Family & Other Stories
Family Stories - Brian Gibson
Arthur Pitts
This is my Gt Uncle Arthur Pitts, reading his journal, the collection which I have, (and which tend to be highly illegible!) and waiting to be shipped to the front, World War 1 1915. Image courtesy of British Columbia Museum and Archives, who hold a number of his paintings, particularly of the Native Peoples of the region and their Reserves. I have various paintings and a book written in 2017 on The Life and Art of Arthur Pitts and the author, with whom I have contact, also interviewed him in 1997 about his life, including his involvement in WW1, for British Columbia beautiful and this is the extract I read to all on the Trenches Tour:-
"The First World War had just broken out. Pitts, raised on stories of British heroes in the Crimean and Boer wars, enlisted immediately. By spring 1915 he was back in England with the 29th (Vancouver) Battalion, Canadian Expeditionary Force; fall found him at the front in France. For weeks he survived in a trench some 10 metres from the Germans. He kept as a souvenir a chunk of shrapnel that narrowly missed his head. And though he and his comrades "every moment expected a quick dispatch to eternity," somehow Pitts managed to write, sketch and take photographs.

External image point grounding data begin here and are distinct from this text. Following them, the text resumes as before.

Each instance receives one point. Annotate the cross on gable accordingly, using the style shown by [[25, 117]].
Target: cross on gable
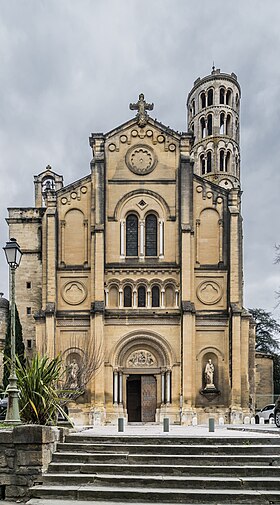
[[141, 106]]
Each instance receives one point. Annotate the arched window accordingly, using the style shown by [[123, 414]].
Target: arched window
[[222, 160], [210, 97], [151, 235], [228, 97], [228, 121], [203, 100], [132, 235], [193, 107], [209, 162], [227, 161], [142, 296], [169, 296], [127, 296], [202, 164], [155, 296], [222, 95], [222, 123], [209, 124], [203, 127]]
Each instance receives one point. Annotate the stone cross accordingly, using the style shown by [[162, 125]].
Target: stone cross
[[141, 106]]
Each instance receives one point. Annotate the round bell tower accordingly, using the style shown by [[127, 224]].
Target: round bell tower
[[213, 117]]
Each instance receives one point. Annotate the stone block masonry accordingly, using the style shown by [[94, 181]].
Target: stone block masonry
[[25, 453]]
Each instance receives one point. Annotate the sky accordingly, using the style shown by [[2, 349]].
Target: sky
[[71, 67]]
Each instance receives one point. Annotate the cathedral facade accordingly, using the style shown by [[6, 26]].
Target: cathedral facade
[[134, 272]]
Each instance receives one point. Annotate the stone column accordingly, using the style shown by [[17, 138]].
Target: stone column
[[162, 387], [115, 387], [122, 251], [161, 238], [168, 387], [120, 387], [142, 238]]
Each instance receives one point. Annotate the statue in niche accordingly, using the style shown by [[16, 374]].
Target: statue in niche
[[209, 375], [73, 374]]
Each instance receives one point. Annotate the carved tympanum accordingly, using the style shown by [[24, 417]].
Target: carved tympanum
[[140, 359]]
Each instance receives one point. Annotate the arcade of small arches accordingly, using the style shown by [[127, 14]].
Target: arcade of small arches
[[207, 98], [142, 294]]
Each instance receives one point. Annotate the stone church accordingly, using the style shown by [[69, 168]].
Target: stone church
[[140, 263]]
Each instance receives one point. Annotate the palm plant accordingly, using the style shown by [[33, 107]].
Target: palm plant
[[40, 397]]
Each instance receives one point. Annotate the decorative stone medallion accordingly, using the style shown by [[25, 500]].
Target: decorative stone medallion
[[74, 292], [209, 292], [141, 159], [140, 359]]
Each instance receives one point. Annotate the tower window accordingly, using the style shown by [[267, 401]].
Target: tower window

In spring 1916 the men were moved to the front near St. Eloi, south of Ypres, Belgium."The conditions were awful," wrote Pitts. "We all were thoroughly wet and uncomfortable..standing in inches of water my feet were saturated and I was very cold throughout the weary guard of four hours." When off dutyPitts was unable to sleep, "being tormented by rats."
In April 1916, in the middle of the night, Pitts was caught in a shell attack. The two friends he stood with were killed instantly. Pitts survived, but with both arms nearly blown apart. He made his way back from the front on foot, and 21 hours later was on a hospital train bound for Boulogne. Two months later he reflected , "My wounds caused me considerable pain but deep down within me was a feeling of content and thankfulness to be away from that inferno." ( I later established my Gt Uncle's injuries were broken and shredded arms) As for countless others, the great adventure had turned into a nightmare.
Given the choice by the army of a full discharge in England or being sent to Canada for treatment, Pitts chose British Columbia for his convalescence. He arrived in January 1917 at Resthaven Hospital in Sidney, north of Victoria. There, at a social given for the recuperating soldiers, Pitts met Peggie McKenzie, his future wife. Ironically she had lost her fiancé in the same attack?"
Reference to the confusion by soldiers of directions to fight at this time was referred to in The Path of Peace by Anthony Seldon p268.